EFE | Cintio Vitier, en La Habana en 2006
Con Cintio Vitier se ha marchado uno de los protagonistas del movimiento que suele emblematizarse con la revista «Orígenes» pero que, en rigor, es una historia de periodismo literario cubano que abre «Verbum» en 1937 y sigue con «Espuela de Plata», «Nadie parecía» y la citada «Orígenes» hasta 1956. Quizás el primer impulso fue la presencia en Cuba de Juan Ramón Jiménez, su especial predicamento entre los poetas jóvenes (Baquero, Gaztelu, Vitier; su mujer, Fina García Marruz; Rodríguez Santos, luego Eliseo Diego) y el mecenazgo de José Rodríguez Feo, con la gran penumbra, al fondo, de Lezama Lima.
Varias influencias se concentraron en ese momento estelar de las letras caribeñas, ya decantada la experiencia vanguardista de la revista de avance. El lirismo abstracto y la religiosidad existencial del último Juan Ramón, el simbolismo muy destilado de Valéry a través de Mariano Brull, un barroquismo de exuberancia tropical pasado por Rubén Darío y la peculiaridad de un catolicismo muy ligado a las vivencias sensibles, al cuerpo, no ya como lugar del pecado y el dolorido sentir del destierro sino, al contrario, como escenario de la Encarnación, del Hijo de Dios hecho carne y de la palabra como carnal.
De ahí el carácter celebratorio y lleno de paisaje natural y humano que esta poesía puso en escena. Vitier, como Diego, son la variante más meditativa y despojada del llamado «origenismo» poético. Así se lo advierte en la obra vitiana, insistente en sus soluciones en el arco que va, por ejemplo, de «Vísperas» (1938) a «Poemas de mayo y junio» (1990). Desde su rincón en la Biblioteca Nacional habanera, supo nadar y guardar la ropa durante el régimen castrista, tan celoso de la pureza doctrinal y tan desconfiado de la lealtad letrada.

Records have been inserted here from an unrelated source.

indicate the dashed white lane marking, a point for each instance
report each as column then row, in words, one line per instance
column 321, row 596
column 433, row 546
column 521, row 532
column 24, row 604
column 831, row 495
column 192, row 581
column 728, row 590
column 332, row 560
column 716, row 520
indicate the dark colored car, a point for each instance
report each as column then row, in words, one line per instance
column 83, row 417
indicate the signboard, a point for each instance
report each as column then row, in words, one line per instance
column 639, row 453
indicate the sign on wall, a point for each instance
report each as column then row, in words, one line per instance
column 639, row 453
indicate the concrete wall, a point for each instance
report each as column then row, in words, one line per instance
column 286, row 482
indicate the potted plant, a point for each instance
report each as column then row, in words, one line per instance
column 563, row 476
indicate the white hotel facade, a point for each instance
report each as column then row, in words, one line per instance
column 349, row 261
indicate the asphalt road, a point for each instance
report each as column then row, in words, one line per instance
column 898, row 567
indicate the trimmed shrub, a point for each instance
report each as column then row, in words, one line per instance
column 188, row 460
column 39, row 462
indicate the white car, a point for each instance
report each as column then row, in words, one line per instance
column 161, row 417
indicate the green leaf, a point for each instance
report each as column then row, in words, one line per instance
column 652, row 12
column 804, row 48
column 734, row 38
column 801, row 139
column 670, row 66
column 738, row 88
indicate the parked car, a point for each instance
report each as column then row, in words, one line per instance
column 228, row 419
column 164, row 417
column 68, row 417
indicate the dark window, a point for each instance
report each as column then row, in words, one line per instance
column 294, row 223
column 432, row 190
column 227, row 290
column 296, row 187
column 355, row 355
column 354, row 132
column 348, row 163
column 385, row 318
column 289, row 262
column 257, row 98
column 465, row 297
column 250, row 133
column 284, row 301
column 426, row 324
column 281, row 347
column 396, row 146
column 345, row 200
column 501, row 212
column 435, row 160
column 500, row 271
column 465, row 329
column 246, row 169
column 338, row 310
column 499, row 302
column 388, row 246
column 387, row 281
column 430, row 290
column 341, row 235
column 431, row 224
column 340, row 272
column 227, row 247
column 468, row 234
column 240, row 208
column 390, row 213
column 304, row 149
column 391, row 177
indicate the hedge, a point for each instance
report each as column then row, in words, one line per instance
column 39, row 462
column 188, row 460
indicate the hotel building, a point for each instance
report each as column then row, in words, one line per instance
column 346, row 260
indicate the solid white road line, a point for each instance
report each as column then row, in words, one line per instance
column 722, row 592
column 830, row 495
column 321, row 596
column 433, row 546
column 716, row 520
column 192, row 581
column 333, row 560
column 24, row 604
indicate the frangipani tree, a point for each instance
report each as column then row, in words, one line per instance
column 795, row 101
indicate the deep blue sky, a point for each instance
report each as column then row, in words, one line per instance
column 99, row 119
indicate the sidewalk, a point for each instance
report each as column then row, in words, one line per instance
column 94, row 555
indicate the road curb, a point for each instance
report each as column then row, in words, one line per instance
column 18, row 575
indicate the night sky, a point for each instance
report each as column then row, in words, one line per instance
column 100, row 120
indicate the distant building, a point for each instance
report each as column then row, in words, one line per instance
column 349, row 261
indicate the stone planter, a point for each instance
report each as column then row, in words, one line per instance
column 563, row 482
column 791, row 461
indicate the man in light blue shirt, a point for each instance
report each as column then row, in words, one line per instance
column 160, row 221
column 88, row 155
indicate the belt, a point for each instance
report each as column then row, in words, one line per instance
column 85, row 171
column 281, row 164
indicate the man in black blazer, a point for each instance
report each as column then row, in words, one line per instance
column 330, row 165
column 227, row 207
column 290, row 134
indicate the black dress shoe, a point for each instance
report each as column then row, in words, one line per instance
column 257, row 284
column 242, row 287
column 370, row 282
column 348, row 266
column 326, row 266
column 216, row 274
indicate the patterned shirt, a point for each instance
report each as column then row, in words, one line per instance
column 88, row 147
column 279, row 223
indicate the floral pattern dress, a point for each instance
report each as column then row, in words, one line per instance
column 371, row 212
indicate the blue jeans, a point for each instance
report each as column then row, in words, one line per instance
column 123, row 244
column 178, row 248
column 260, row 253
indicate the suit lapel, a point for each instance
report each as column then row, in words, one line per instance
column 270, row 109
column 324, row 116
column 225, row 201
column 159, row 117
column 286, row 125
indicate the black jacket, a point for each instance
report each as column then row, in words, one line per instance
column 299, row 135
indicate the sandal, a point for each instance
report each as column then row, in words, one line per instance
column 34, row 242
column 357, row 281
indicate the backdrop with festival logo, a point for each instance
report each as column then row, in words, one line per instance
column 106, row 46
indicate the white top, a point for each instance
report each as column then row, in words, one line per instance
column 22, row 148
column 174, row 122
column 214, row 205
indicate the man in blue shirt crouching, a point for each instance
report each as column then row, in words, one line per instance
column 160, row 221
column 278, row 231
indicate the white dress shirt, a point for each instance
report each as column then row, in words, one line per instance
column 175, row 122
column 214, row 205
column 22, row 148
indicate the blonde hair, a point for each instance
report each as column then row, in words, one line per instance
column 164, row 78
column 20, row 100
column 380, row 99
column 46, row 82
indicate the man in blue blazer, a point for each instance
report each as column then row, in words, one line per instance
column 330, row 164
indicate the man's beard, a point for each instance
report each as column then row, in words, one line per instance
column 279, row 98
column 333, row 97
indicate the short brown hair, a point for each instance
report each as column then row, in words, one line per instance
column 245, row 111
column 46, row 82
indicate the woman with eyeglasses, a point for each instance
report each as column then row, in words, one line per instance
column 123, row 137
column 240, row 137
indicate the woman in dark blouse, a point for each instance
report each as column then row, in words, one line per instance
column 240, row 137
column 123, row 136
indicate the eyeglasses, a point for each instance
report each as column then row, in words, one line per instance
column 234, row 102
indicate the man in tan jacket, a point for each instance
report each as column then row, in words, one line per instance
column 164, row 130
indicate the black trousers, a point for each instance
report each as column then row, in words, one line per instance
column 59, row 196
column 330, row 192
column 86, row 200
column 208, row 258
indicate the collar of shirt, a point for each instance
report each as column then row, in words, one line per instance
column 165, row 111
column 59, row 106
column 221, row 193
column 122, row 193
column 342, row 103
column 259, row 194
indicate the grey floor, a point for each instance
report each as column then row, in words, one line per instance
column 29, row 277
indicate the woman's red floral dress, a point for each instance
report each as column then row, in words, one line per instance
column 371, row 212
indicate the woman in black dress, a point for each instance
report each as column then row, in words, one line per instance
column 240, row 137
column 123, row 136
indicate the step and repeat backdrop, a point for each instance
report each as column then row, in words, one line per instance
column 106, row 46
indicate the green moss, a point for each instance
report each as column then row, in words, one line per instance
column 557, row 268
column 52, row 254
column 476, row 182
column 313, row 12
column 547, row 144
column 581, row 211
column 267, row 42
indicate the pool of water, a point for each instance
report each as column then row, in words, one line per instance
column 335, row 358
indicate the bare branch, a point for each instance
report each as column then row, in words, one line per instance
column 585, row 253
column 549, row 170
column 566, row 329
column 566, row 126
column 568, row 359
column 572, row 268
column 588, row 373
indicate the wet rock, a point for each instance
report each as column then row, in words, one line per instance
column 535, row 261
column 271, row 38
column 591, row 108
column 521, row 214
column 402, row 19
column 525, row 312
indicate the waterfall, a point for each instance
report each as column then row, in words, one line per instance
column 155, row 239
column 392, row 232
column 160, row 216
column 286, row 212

Para Cintio, el origenismo fue un destino y así lo probó en su antología comentada «Diez poetas cubanos» (1948) y en una novela que puede leerse en clave, «De Peña Pobre» (1976). También le preocupó el tema obsesivo que, cuándo no, se vincula con los orígenes: la identidad cubana. Siguiendo la línea de Mañach, Fernando Ortiz, el propio Lezama bajo el auspicio de María Zambrano y que llega hasta Benítez Rojo, buscó las señas de lo insular, recóndito y fundacional en su estudio sobre «Lo cubano en la poesía» (1958).
La poesía de Vitier, preocupada por el enigma humano, el hombre como un ser arrojado a un mundo extraño que es, al tiempo, el único propio, maneja con perspicacia la constante dialéctica entre lo efímero y lo permanente, a través de la vida de lo sensible que llamamos existencia y que la palabra poética convierte en experiencia. Allí donde todo aparece para desaparecer y reaparecer, la palabra insiste, en ocasiones como certificación, en otras como meditación, en otras como memoria y delirio. En todo caso, pretende ser original, o sea: decir lo que nunca se ha dicho y seguirá diciendo desde el origen constante del verso.
Palabra que no necesita dar razón de lo que dice, como la filosofía o la ciencia, sino que es ella misma su propia razón de ser.